上記5項目のうち、特に 1)~4)のバスケット観測、波浪-海氷相互作用の計測、フラジルアイ ス調査、クリオネ採集調査を優先的に取り組みたいと考えている。
具体的な観測内容は次の通りである。
1 海洋観測
・メモリー式CTDおよびケプラーワイヤーとキャプスタンを用いた採水
(STDおよびADCP観測の停船時に平行して行う) オホーツク海の生物化学的な成分の分析
2 海氷観測
・船上からの氷況モニタリング観測
アッパーデッキに監視カメラ、舷側の手すりにビデオカメラを設置して氷況をモニターする。 各々、船舶前方の氷況と氷厚を記録する。氷厚用ビデオカメラは左舷側に取り付ける。画像は ケーブルを通してブリッジ後部に据え付けたPCに録画する。(小樽入港時に設置作業を行う)
・バスケット観測(右舷側)
海氷の構造特性を調べるために比較的厚い海氷のサンプリングを行う。また、グリースアイス が卓越する状況下ではフラジルアイスの分布特性を調べるために専用サンプラーを用いて表面 約1mの海水を採取する。原則として観測はバスケット内で実施する。観測時間は厚い氷の場 合には全体で約一時間程度、フラジルアイスのサンプリングでは約30分程度。可能であれば一 日に2~3回程度実施したい。 また、十分な氷厚(約30cm以上)の氷盤で行う最初の機会に、併せて氷上波浪ブイの設置も 実施したい。これは海氷の上下運動を計測することによりその海域の波浪データを取得するた めの装置である。データはイリジウム通信を介して取得する。
・衛星画像の受信
航海期間中、昨年同様に衛星画像データ(Terra衛星のMODISなど)を受信して日々の運航 の参考資料とする予定である。受信用のアンテナはアッパーデッキに設置する(小樽入港時)。
・目視による氷況観測(ブリッジより)
海氷域内で日中、南極標準方式(ASPeCt)に従って1時間毎にブリッジから氷況を記録する。
3 大気観測
海氷の成長環境の変化を知るために海氷域における表面熱フラックスの経年変動を見積もることを目的として下記の観測を行う。以下の観測は昨年の観測と同様である。
・風向風速(アッパーブリッジ)
・温湿度観測(マストの上下2カ所に設置)
海氷...氷厚、密接度、衛星モニタリング、サンプリング、目視
気象...気温・湿度(2 高度)、風向・風速、目視 海洋...水温・塩分プロファイル(海洋情報部)、波浪ブイ(東大)、クリオネ(蘭越町)、
採水観測(表面と 10m 深の 2 層、ただし St.12 では最深 400mで 6 層)
担当(敬称略):
全般... 豊田
気象機器... 豊田、井上
ビデオ関連... 豊田、井上
波浪観測(東大)... 早稲田
バスケット観測(基本的には観測定点で)... 全員体制(搭乗者は原則西岡、伊藤;豊田は補)
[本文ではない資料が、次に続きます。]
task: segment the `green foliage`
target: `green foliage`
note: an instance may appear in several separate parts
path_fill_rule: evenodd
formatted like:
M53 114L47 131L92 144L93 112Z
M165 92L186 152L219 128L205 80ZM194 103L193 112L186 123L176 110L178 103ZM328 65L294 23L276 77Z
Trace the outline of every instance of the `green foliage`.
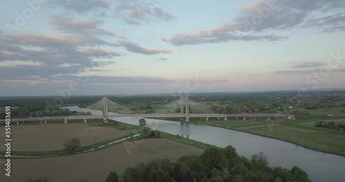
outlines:
M108 175L107 179L106 179L106 182L119 182L119 176L117 176L117 173L115 171L110 172L110 173Z
M226 159L223 150L217 148L208 148L200 155L200 159L208 169L216 168L219 170L224 168L226 165Z
M81 179L75 181L75 182L89 182L88 179Z
M28 179L28 180L24 181L24 182L49 182L49 180L46 178L39 178L37 179Z
M150 138L151 136L151 128L144 126L140 130L140 134L144 138Z
M231 157L226 156L226 151L231 152L228 152L233 154ZM266 156L263 153L254 155L251 160L252 163L259 165L257 168L263 169L254 172L252 163L242 156L233 155L233 152L234 148L231 146L224 149L210 148L200 156L184 156L175 163L168 159L152 160L146 163L137 164L135 168L127 168L121 174L119 181L309 181L305 172L297 167L293 168L290 171L281 167L270 169L264 165L266 165L264 162ZM206 160L206 157L211 160ZM223 161L226 161L228 159L235 161L235 164L224 165ZM299 176L300 175L302 176Z
M145 119L141 118L139 120L139 125L140 127L144 127L146 125L146 120Z
M301 168L295 165L291 169L291 174L293 174L293 178L294 181L296 182L308 182L311 181L308 176L308 174L302 170Z
M76 138L67 139L62 145L63 146L63 149L70 154L75 152L77 149L81 146L80 140Z
M253 171L264 171L268 164L266 156L262 152L260 152L257 154L253 155L250 163L252 164L251 168Z

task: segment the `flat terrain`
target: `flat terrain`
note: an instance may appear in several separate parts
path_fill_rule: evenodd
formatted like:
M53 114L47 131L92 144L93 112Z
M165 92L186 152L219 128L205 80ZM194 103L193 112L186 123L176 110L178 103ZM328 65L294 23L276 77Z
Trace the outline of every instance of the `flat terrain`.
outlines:
M70 138L79 139L81 145L88 145L130 132L114 128L90 126L87 123L12 125L11 130L12 151L60 150L65 140ZM5 127L0 127L0 131L5 131ZM0 139L5 139L4 132L0 132ZM3 145L0 146L0 150L5 150Z
M251 119L208 121L193 121L190 123L209 125L277 139L308 148L345 156L345 132L314 127L317 121L345 123L342 117L297 117L296 120Z
M136 144L137 143L137 144ZM176 161L184 155L201 154L204 150L164 139L145 139L115 145L95 152L35 159L13 159L10 180L1 172L0 181L23 181L48 177L50 181L75 181L86 178L104 181L110 171L120 174L128 167L151 159Z

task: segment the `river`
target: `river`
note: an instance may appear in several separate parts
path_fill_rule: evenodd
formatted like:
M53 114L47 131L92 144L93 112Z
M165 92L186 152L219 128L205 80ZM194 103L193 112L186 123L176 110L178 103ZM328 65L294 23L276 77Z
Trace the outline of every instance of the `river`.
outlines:
M77 106L65 108L70 110L90 111L93 114L101 115L101 111L86 110ZM114 113L110 113L112 114ZM116 120L139 125L139 119L116 118ZM291 168L293 165L297 165L308 173L313 181L345 181L345 157L342 156L307 149L283 141L217 127L181 124L179 122L158 119L146 120L147 125L152 130L172 134L178 134L221 148L231 145L236 148L237 154L248 159L253 154L264 152L267 155L270 166L279 165Z

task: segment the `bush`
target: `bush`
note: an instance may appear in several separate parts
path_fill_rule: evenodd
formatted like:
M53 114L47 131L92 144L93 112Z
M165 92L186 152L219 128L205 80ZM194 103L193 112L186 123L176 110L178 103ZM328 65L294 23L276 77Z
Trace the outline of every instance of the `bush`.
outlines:
M77 148L81 147L80 140L76 138L67 139L62 145L63 145L63 149L70 154L75 152Z
M109 175L108 175L107 179L106 179L106 182L119 182L119 176L117 176L117 173L116 172L110 172Z
M40 178L40 179L29 179L26 181L24 181L25 182L49 182L49 180L45 178Z

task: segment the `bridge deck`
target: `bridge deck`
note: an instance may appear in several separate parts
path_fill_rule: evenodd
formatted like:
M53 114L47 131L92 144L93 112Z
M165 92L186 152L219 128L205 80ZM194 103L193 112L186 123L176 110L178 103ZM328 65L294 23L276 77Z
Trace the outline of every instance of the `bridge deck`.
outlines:
M149 118L160 118L160 117L186 117L184 114L118 114L109 115L108 118L119 118L119 117L149 117ZM295 118L293 114L189 114L189 117L248 117L248 118ZM11 119L11 122L17 121L44 121L53 120L71 120L71 119L103 119L103 116L61 116L61 117L31 117L31 118L15 118ZM0 122L5 122L5 119L0 119Z

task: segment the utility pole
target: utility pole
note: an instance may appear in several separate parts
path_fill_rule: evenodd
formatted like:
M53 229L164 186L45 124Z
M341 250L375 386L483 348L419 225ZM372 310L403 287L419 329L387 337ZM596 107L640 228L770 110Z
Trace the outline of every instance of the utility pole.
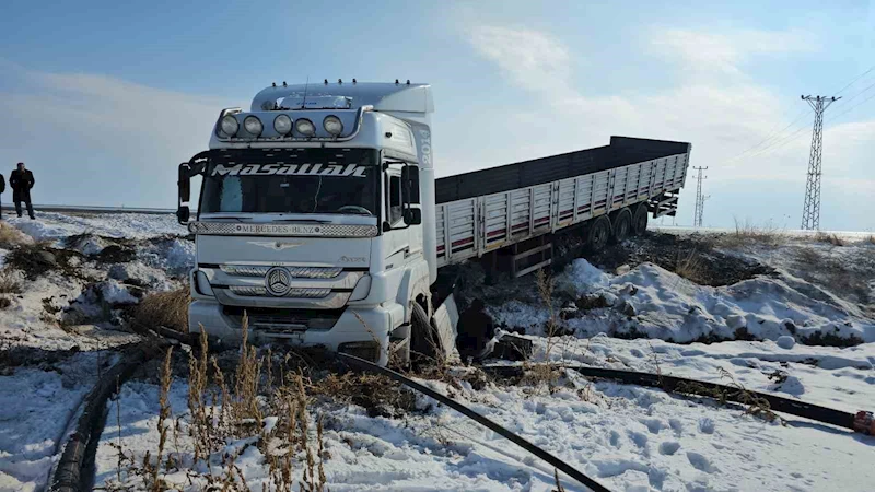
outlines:
M808 179L802 208L802 230L820 230L820 161L824 155L824 112L841 97L800 96L814 109L812 153L808 156Z
M696 177L696 211L692 215L693 227L702 226L702 207L704 206L704 200L702 200L702 179L708 179L708 176L702 176L702 171L707 168L708 166L693 167L693 169L699 172L699 175Z
M699 227L702 226L704 220L704 202L711 198L711 195L702 195L702 202L699 204Z

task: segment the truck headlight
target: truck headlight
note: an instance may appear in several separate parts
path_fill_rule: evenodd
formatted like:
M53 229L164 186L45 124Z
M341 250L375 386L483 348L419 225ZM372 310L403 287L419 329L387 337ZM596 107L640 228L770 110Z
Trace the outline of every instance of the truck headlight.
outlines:
M258 119L257 116L249 115L243 119L243 128L246 129L246 132L249 134L254 134L256 137L260 136L261 132L265 130L265 126L261 125L261 120Z
M215 295L212 292L212 285L210 285L210 279L208 279L207 274L200 270L195 272L195 290L202 295Z
M229 137L234 137L237 134L237 130L240 130L240 121L232 115L223 116L219 126L222 128L222 133Z
M306 118L301 118L295 121L294 129L304 137L313 137L316 134L316 127L313 126L313 121Z
M343 132L343 121L340 121L340 118L335 115L326 116L322 121L322 127L335 137Z
M273 118L273 129L277 133L287 136L292 131L292 118L289 115L279 115Z
M352 293L349 295L350 301L361 301L368 297L368 294L371 293L371 276L363 276L359 279L359 282L355 283L355 289L352 290Z

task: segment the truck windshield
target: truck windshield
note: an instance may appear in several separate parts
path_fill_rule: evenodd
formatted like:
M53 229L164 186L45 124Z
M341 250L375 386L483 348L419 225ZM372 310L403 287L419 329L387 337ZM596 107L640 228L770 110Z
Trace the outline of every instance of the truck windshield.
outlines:
M374 149L217 150L203 177L200 212L376 215Z

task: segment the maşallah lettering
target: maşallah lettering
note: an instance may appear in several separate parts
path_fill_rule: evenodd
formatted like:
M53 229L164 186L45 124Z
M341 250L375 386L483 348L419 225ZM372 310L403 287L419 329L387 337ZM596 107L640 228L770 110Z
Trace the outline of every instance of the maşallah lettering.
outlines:
M217 164L212 176L351 176L366 177L368 168L358 164Z

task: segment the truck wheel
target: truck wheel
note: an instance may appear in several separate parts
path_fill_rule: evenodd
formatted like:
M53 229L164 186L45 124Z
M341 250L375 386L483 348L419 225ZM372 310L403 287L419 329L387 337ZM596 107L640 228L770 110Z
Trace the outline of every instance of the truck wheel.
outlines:
M611 224L614 225L614 231L610 235L611 243L622 243L632 233L632 211L623 208L617 212Z
M648 230L648 203L643 202L635 209L635 214L632 216L632 234L635 236L644 234Z
M438 359L441 352L441 340L438 330L429 321L425 309L413 303L410 316L410 352L413 358Z
M607 215L602 215L590 226L586 235L586 247L591 251L600 251L608 244L610 237L610 220Z

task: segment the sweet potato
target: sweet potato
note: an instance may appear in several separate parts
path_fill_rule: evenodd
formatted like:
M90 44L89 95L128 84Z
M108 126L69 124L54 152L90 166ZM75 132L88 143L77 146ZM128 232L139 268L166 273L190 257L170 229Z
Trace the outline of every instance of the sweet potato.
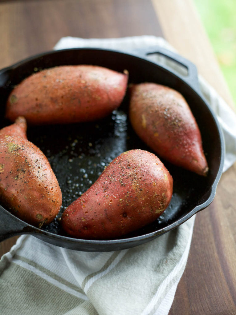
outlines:
M166 160L206 175L200 131L182 95L154 83L133 85L130 91L129 119L140 138Z
M64 66L36 73L13 89L6 117L34 124L78 123L108 115L125 95L127 72L94 66Z
M0 130L0 201L11 212L41 227L62 205L62 193L49 162L27 140L22 117Z
M139 149L122 153L65 210L62 226L75 238L119 237L149 223L169 204L173 180L154 154Z

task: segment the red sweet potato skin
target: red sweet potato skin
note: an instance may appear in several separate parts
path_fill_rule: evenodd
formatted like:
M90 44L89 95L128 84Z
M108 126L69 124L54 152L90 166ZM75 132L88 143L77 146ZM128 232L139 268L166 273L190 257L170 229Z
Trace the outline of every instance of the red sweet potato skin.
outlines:
M154 83L131 88L129 119L137 134L161 157L205 176L208 170L200 132L185 99Z
M26 129L20 117L0 130L0 201L16 216L41 227L58 213L62 193L47 159L27 140Z
M155 220L172 191L172 177L157 157L139 149L127 151L67 208L62 226L75 238L119 238Z
M6 117L29 124L91 121L110 113L125 95L128 75L102 67L64 66L45 69L23 80L8 100Z

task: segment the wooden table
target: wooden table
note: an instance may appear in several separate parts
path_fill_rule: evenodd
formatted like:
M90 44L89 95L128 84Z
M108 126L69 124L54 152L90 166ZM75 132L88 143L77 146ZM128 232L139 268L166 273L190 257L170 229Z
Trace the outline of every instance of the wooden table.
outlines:
M50 49L62 37L162 36L230 106L233 102L192 0L0 1L0 68ZM196 215L169 314L236 314L236 165ZM0 255L16 238L0 244Z

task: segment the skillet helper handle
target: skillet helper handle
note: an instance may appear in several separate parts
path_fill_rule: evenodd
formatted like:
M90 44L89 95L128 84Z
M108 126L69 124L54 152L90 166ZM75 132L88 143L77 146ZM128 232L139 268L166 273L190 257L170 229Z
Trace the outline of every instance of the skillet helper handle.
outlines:
M32 229L0 206L0 242L15 235L28 234Z
M170 71L201 94L197 68L189 60L171 50L158 46L137 49L132 51L138 56L150 60ZM155 56L156 58L153 58Z

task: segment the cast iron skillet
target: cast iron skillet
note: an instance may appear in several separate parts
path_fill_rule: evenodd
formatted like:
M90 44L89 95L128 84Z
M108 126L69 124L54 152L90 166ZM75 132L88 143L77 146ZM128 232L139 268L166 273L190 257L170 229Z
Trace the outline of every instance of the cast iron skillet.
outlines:
M148 55L158 53L184 66L178 73ZM14 235L30 234L49 243L73 249L96 252L116 250L140 245L179 226L213 200L222 172L224 145L214 115L200 92L195 66L182 57L157 47L131 53L97 49L76 49L38 55L0 71L0 128L10 122L4 117L5 104L13 86L32 73L63 65L88 64L129 73L129 83L156 82L182 93L200 128L209 163L207 176L202 177L162 159L174 179L173 197L162 215L153 223L119 239L88 240L68 237L57 218L40 229L22 221L0 206L0 241ZM97 179L104 168L123 152L133 148L151 150L135 134L129 122L128 93L117 111L93 123L63 125L29 126L29 140L48 158L61 187L63 209ZM147 179L147 180L148 179Z

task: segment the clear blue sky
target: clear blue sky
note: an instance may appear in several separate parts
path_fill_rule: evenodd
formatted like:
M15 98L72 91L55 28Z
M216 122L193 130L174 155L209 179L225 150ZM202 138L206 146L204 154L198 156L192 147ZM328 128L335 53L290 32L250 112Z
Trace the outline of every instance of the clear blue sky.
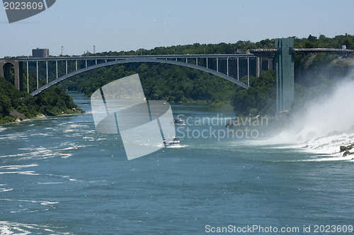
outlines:
M353 0L57 0L9 24L0 8L0 58L49 48L57 56L199 43L354 35Z

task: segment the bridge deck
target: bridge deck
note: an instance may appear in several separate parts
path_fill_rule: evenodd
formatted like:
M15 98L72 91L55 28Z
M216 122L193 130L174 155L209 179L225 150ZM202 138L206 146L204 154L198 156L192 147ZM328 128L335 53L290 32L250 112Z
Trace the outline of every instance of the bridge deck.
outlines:
M142 56L59 56L59 57L47 57L47 58L19 58L19 61L69 61L69 60L115 60L115 59L210 59L210 58L254 58L256 57L253 54L162 54L162 55L142 55Z

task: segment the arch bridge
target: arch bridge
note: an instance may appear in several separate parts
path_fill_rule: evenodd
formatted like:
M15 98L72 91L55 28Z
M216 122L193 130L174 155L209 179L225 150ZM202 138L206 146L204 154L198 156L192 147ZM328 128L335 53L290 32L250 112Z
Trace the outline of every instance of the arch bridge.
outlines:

(海氷コア採取、フラジルアイス採取、氷塊採取、採水観測)
サポートは全員体制(記録、写真)
採水観測・処理... 西岡、三浦、渡邊 クリオネ観測・処理... 山崎(観測時の補助に三浦か渡邊) フラジルアイス観測・処理... 伊藤
ドローン観測... 豊田、井上
目視観測... 豊田、希望者
GPS、衛星画像の受信... 井上、豊田
観測定点での観測要領:
1)XCTD、STD、ADCP 観測(海洋情報部) 薄氷採取(伊藤)
ドローンによる氷盤観測(豊田・井上)
後部甲板から表面採水の観測(西岡・三浦・渡邊・山崎)
波浪計の調整(早稲田)
2)バスケット観測(北大関係者全員)
各定点で停船後、1)の項目はそれぞれ並行して観測を実施する。
1)と 2)のどちらが先になるかは、船の運航と氷況次第。バスケット観測は基本、日に 2 回。 なお、観測中は可能な範囲でエンジン主機の停止、2)の観測中は廃水排出の停止 をお願いして あります。前者は人為的な汚染の影響を避けるため、後者はバスケット観測で採取する海氷コア への影響を避けるためです。